My jaw nearly hits the floor. Kat focuses on her cup, picking at a snarled piece of plastic on the rim. Before I can question her, tense voices, sharp and high-pitched, rise up behind us. Kat and I turn and see Sloane and Josh arguing in the kitchen. Josh's brows bunch together and Sloane gestures wildly. Jenny Kalinski stands between them, biting her bottom lip, her dark pixie hair framing her petite features. I watch Josh shake his head and try to pull Jenny toward him. Sloane pushes his chest, her face contorted.

My breath catches when I hear my own name wedged in between some foul words. Josh flinches and rakes his hand down his face. He grabs a beer from a nearby cooler before stumbling out the back door onto the porch.

A sick feeling settles into my stomach. I run the pad of my thumb over each of my fingertips, one by one. I watch Jenny try to follow Josh.
Index finger.
Sloane grabs Jenny's arm and stops her.
Middle finger.
Sloane's red glare takes flight and lands on me.
Ring finger.

“Uh-oh,” Kat says, her eyes wide on the scene. “Hadley?”

I don't respond, but stiffen my spine as Sloane crosses the room, Jenny in tow.
Pinkie finger.

I gulp down my surprise as Sloane gets in my face.
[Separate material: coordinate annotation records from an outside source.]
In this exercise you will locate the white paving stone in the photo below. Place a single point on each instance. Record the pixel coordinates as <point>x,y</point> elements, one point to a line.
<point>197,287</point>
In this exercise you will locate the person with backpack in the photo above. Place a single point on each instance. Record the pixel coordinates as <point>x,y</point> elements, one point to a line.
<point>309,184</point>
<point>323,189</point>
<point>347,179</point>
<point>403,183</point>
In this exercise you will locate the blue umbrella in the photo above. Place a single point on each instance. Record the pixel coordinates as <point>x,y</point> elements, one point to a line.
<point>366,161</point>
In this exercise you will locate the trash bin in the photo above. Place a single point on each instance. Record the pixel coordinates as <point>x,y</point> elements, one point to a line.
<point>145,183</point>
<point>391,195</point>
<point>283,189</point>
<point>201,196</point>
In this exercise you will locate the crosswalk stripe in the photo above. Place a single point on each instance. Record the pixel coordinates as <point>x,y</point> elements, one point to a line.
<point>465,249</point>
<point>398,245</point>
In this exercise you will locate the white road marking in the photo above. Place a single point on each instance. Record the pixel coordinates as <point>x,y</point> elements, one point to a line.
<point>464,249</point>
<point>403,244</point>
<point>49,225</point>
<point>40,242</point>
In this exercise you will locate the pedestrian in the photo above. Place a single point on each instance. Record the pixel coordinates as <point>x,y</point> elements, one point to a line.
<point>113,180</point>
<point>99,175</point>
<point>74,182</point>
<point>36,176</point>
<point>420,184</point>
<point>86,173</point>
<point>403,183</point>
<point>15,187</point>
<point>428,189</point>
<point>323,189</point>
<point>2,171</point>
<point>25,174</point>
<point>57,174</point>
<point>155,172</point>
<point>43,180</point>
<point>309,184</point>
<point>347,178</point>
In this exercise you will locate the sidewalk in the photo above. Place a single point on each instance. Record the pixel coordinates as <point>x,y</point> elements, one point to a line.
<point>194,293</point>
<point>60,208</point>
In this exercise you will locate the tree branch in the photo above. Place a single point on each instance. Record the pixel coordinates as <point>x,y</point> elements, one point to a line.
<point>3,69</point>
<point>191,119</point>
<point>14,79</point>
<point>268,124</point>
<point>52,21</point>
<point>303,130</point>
She's so close, her features blur together into one snarling mess. I step away, my back hitting the wall.

“God, Sloane. What the hell?”

“Running out of single guys, Hadley?” she asks. “What do you think you're doing with Jenny's boyfriend?”

Jenny and I lock eyes. Hers are red and watery and huge, like an ingénue in an old silent film. The effect is so familiar, something knots up in my chest.